While cement has been around in some form since antiquity, today’s concoction of sand, rocks, aggregate, additives and water has been mostly left alone since the advent of Ordinary Portland Cement (OPC) in the 1800’s.
But its problems are becoming well-documented and hard to ignore. It’s water-intensive — by 2050, it is estimated that 75% of water demand for cement will come from water-stressed areas. It uses more energy than any other manufacturing industry. And it throws off a ton of carbon dioxide (CO2), more than the aviation industry and almost as much as global agriculture.
To credibly address any of these issues, Schuler says, it’s important to understand the way the industry works in sum.

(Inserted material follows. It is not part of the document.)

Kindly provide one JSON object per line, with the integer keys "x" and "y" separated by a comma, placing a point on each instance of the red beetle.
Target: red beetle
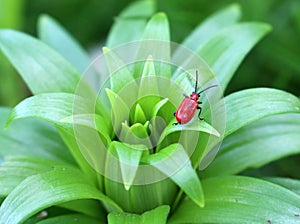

While cement tends to be produced locally — typically within a 250-mile radius of where the raw materials are extracted — certain dynamics are universal.
Cement and concrete are — like fraternal twins — always together but not the same. While cement is the glue that holds concrete together, making them inseparable, the emissions problem is inherent to cement — not concrete — production. And because producers of cement and concrete are not always integrated in the same company, this creates an asymmetry in each side’s incentive to respond to the environmental challenge posed by their shared product. As a result, Schuler says, something of value has to be offered to cement and concrete makers alike, beyond just green platitudes.
Technologies already exist to mitigate some of cement’s carbon emissions problem. One, which Solidia deploys as well, is the use of carbonization that uses CO2 itself to strengthen concrete, yielding lower net emissions in the manufacturing process.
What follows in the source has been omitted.